The Broken Rung: Gender and the Leadership Gap
Awards: UniCredit Foundation Best Paper Award on Gender Economics 2022, W.E. Upjohn Institute for Employment Research Dissertation Award Honorable Mention, Max Weber-Preis 2022 Bayerische Akademie der Wissenschaften
Coverage: My Collective Podcast, Süddeutsche Zeitung, Podcast Datenaffäre
Abstract: Addressing female underrepresentation in leadership positions has become a key policy objective. However, little is known about the extent to which leadership appeals differently to women. Surveys with employees from a large multinational firm document that taking on leadership over a team, which is a salient feature of career advancement in many organizations, is less appealing to women than men. This gender difference is not accounted for by psychological traits or perceptions of treatment as a leader. Instead, my findings suggest that women—even those not facing family constraints—perceive the tasks that team leadership involves as more burdensome. Drawing on the universe of job application and vacancy data at the firm, I show that these gender differences translate into meaningful differences in realized career outcomes, and limit the firm’s ability to fill leadership roles.

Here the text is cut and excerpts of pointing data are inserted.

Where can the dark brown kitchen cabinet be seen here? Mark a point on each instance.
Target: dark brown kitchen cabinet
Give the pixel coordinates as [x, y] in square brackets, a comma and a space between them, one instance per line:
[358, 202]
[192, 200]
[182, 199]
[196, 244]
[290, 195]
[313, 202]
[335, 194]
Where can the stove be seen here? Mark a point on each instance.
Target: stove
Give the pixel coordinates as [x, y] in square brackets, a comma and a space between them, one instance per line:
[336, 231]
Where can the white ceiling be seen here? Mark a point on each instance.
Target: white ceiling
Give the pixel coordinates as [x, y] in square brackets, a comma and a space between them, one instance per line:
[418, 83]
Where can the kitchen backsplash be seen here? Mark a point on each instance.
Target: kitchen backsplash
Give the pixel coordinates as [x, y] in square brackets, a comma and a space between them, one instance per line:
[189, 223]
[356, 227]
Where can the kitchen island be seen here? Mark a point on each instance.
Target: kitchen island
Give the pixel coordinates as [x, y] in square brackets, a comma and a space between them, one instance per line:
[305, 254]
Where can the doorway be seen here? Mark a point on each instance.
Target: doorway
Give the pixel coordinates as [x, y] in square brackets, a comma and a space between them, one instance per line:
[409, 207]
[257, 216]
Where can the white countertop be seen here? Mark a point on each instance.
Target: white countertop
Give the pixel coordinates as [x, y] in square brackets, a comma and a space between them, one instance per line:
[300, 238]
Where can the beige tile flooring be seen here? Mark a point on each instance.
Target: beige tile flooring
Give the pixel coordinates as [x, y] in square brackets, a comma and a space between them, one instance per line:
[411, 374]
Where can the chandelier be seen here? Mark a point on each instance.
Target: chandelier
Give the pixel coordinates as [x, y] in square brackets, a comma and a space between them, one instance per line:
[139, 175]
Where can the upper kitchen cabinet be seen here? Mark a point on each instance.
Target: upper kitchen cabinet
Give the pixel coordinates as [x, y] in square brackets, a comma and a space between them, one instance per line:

Why Workers Stay: Pay, Beliefs, and Attachment (with Sydnee Caldwell and Jörg Heining) [Online Appendix] [Survey Appendix] [NBER Working Paper No. 33445] Previously circulated as "Firm Pay and Worker Search"
Abstract: Workers often remain with their employer even when outside firms offer higher pay. This may reflect information frictions or preferences. We use a large-scale survey of full-time German workers, linked to Social Security records, to elicit pay expectations and preferences over specific outside firms. Workers believe outside pay varies across firms and direct their search toward higher-paying employers. Expected pay premia are highly correlated with administrative pay measures observed and with workers’ amenity valuations. Yet most workers would not switch firms—even for substantial raises at named destination firms. Implied switching costs range from 7 to 18% of annual pay. Attachment varies across firms and is not explained by amenities or switching costs, suggesting residual firm-specific factors shape mobility.